The reconciliation should also identify the licences that are no longer required because the supporting deployment has been retired. These licences are candidates for support termination at the next renewal subject to the contract restrictions on subset termination. See the twelve month renewal negotiation timeline for the broader renewal pattern.

The standing requirement.

The Oracle compliance posture is a standing requirement of Oracle estate management. The records should be refreshed periodically rather than only at the audit start or at the renewal start. The refresh interval should be set based on the rate of change of the deployment and on the audit risk. A buyer with a stable Oracle estate and a low audit risk can refresh annually. A buyer with a rapidly changing deployment or a recent audit history should refresh quarterly.

The standing requirement should be owned by a named function in the buyer organisation. The function can be in IT asset management, in IT operations, or in procurement. The named ownership matters more than the location of the function. The function should have access to the technical environment and to the contract archive. The function should also have authority to enforce the disabling of options that are not licensed.

Engaging an independent advisor.

The Oracle compliance posture benefits from external review at periodic intervals. An independent advisor brings the experience of running the compliance work across multiple buyers and can identify gaps in the records and the counting work that the internal team would not see. The independent review is most useful in advance of an audit or renewal event rather than during the event itself.

For the wider cluster see Licensing Compliance. For the service see Audit Defense. For the deal structure see Database licensing. For the Oracle product see Oracle Database. For the full research read the Oracle Audit Defense Handbook.

A worked example.

A European financial services buyer engaged an independent advisor to build a compliance posture before a scheduled renewal.
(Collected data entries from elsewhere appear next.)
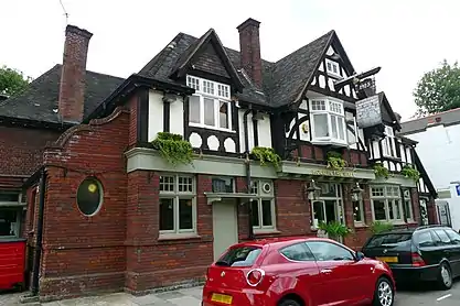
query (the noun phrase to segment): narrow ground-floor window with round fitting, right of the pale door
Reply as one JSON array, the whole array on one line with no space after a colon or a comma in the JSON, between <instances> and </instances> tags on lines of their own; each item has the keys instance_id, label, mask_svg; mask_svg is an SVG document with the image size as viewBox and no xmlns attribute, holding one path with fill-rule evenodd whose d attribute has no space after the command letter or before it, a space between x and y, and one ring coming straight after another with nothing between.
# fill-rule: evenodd
<instances>
[{"instance_id":1,"label":"narrow ground-floor window with round fitting, right of the pale door","mask_svg":"<svg viewBox=\"0 0 460 306\"><path fill-rule=\"evenodd\" d=\"M252 194L257 198L250 203L253 210L253 227L255 231L275 229L275 196L272 183L253 181Z\"/></svg>"}]
</instances>

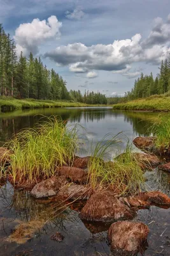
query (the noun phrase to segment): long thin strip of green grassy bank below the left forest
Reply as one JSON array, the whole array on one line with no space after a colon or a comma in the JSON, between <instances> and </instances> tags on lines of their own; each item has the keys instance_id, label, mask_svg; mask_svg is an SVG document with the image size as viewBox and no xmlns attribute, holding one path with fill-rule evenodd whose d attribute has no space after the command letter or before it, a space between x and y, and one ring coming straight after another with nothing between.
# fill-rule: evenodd
<instances>
[{"instance_id":1,"label":"long thin strip of green grassy bank below the left forest","mask_svg":"<svg viewBox=\"0 0 170 256\"><path fill-rule=\"evenodd\" d=\"M87 107L95 106L80 102L53 101L53 100L34 100L34 99L13 99L11 97L0 97L0 108L2 110L15 109L36 109L36 108L68 108L68 107ZM98 105L97 105L98 106Z\"/></svg>"}]
</instances>

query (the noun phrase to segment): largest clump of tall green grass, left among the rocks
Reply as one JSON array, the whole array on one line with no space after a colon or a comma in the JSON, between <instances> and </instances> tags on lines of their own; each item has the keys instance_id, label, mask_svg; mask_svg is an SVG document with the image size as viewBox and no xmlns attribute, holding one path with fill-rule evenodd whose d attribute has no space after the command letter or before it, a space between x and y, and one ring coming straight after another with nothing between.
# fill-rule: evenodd
<instances>
[{"instance_id":1,"label":"largest clump of tall green grass, left among the rocks","mask_svg":"<svg viewBox=\"0 0 170 256\"><path fill-rule=\"evenodd\" d=\"M78 147L76 126L66 127L52 116L33 129L24 129L6 143L12 154L10 172L13 182L51 177L57 166L67 165Z\"/></svg>"}]
</instances>

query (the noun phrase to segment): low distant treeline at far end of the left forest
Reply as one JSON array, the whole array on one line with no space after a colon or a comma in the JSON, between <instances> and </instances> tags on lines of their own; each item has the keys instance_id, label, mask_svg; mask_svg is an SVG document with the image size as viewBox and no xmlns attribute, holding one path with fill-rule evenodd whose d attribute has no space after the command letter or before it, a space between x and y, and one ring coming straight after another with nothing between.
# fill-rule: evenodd
<instances>
[{"instance_id":1,"label":"low distant treeline at far end of the left forest","mask_svg":"<svg viewBox=\"0 0 170 256\"><path fill-rule=\"evenodd\" d=\"M80 90L70 90L69 92L71 99L77 102L83 102L87 104L107 104L106 96L100 92L94 93L85 91L82 95Z\"/></svg>"}]
</instances>

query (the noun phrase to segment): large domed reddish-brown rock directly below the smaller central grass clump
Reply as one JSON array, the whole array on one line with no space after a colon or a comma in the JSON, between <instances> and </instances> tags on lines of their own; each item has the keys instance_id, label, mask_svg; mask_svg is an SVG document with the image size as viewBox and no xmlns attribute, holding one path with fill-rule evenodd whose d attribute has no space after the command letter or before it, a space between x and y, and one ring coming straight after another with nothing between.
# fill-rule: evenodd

The deployment record identified seven database options that were enabled but not actively used in production. The entitlement record identified that the buyer held licences for three of the options and did not hold licences for the other four. The reconciliation identified an under licensed position of approximately one million dollars on the unused options.

The advisor recommended that the buyer disable the four unlicensed options and refresh the deployment record to record the change. The disabled options removed the under licensed position before the renewal conversation. The renewal proceeded without an audit threat from Oracle on the option position. The buyer also identified a separate over licensed position on the database engine that was used as a credit in the renewal commercial.